Ernährungspräferenzen werden in der frühen Kindheit festgelegt. Kinder entwickeln demnach eine Vorliebe für solche Lebensmittel, die auf der Tagesordnung stehen. Hier können Eltern und Lehrer auf die Ernährungsvorlieben der Kinder Einfluss nehmen.

8. GEWALT

"Ich will nicht schlagen. Und nicht geschlagen werden!"

Jedes Kind kennt Gewalt. Jedes Kind kennt Mobbing. Jedes Kind soll andere Lösungen für Konflikte finden können.

Kindercharta-Poster 8

Gewalt ist eine Erfahrung, mit der jedes Kind konfrontiert ist. Kinder sehen Gewalt in den Medien und erfahren sie immer wieder als Lösungsmittel.

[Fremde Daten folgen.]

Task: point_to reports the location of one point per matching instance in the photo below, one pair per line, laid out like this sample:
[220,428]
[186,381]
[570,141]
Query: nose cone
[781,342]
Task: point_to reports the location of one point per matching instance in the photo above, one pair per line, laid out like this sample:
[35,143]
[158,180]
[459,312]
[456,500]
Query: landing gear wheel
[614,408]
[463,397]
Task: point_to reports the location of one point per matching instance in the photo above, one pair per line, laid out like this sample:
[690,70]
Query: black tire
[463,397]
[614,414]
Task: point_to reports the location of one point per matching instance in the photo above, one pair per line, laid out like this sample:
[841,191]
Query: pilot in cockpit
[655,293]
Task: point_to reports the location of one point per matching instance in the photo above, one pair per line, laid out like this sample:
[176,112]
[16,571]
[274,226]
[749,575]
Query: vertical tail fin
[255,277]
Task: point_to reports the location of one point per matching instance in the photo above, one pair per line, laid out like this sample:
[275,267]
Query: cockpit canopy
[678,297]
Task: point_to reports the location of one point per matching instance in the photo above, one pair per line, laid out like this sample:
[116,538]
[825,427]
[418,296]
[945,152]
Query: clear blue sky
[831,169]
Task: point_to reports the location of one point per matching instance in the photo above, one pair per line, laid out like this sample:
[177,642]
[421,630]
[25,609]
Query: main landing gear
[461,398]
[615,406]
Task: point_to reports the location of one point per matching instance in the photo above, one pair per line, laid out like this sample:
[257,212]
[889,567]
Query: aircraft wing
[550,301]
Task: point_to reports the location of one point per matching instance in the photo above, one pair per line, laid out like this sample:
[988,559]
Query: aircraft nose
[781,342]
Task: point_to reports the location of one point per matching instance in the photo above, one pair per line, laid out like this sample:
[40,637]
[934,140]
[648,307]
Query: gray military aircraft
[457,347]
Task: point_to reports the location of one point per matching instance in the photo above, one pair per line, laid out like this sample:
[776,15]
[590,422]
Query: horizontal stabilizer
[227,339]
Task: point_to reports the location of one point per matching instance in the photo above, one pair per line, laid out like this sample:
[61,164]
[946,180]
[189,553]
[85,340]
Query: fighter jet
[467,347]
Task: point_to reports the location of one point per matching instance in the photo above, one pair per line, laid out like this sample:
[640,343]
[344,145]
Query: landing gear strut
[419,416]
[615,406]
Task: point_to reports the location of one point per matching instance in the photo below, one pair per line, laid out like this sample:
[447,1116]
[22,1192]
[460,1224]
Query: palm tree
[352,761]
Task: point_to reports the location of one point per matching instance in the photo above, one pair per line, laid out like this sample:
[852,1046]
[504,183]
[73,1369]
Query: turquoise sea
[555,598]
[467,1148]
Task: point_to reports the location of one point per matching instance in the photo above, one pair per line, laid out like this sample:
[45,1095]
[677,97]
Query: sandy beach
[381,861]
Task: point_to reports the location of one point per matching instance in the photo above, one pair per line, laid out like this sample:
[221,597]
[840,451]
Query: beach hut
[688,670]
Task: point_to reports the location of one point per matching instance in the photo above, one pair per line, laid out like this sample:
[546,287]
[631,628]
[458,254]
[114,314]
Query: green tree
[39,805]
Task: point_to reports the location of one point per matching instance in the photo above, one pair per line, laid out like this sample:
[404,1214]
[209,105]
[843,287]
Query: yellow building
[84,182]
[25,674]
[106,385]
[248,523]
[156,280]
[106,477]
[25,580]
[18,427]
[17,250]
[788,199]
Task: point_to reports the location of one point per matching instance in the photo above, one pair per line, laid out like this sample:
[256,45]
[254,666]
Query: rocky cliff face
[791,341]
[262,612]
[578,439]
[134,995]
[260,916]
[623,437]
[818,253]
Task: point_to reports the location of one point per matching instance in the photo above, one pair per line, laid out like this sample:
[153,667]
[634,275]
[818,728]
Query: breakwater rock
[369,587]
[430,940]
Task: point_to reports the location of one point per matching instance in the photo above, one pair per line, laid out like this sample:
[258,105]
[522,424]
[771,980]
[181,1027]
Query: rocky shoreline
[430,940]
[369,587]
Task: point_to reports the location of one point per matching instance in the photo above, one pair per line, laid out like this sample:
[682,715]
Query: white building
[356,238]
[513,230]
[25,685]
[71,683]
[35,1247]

Kinder haben das Recht, andere Lösungsstrategien für Konflikte als körperliche Gewalt und verbale Gewalt (Bullying, Mobbing) kennen zu lernen. Kinder sollen keinen unnötigen Gewaltdarstellungen ausgesetzt werden.

9. MEHRSPRACHIGKEIT

"Ich will Deutsch sprechen! Und meine erste Sprache!"

Jede Sprache ist ein Gewinn. Kinder sollen sowohl in Deutsch als auch in ihrer Erstsprache unterrichtet werden.

Kindercharta-Poster 9

Kinder, die Deutsch als Zweitsprache lernen, sollen sowohl in Deutsch als auch in ihrer Erstsprache gefördert werden.

Dies verbessert nicht nur ihre Berufschancen, sondern auch ihr Selbstwertgefühl. Die entscheidende Bedeutung der Mehrsprachigkeit muss auch den Eltern näher gebracht werden.

10. UMWELT

"Diese Welt gehört mir. Und allen anderen!"

Jeder von uns ist ein Teil dieser Welt. Gemeinsam können wir sie erhalten. Dazu gehört der Respekt vor der Natur und allen Lebewesen.

Kindercharta-Poster 10

Wir sind aktive Gestalter, die Welt gehört uns, wir sind aber auch von den Auswirkungen unseres Handelns betroffen.

Wir haben eine solidarische Verantwortung, mit unserer Umwelt nachhaltig umzugehen. Respekt gegenüber der Natur und das verantwortliche Umgehen mit dem technisch Machbaren gehören dazu.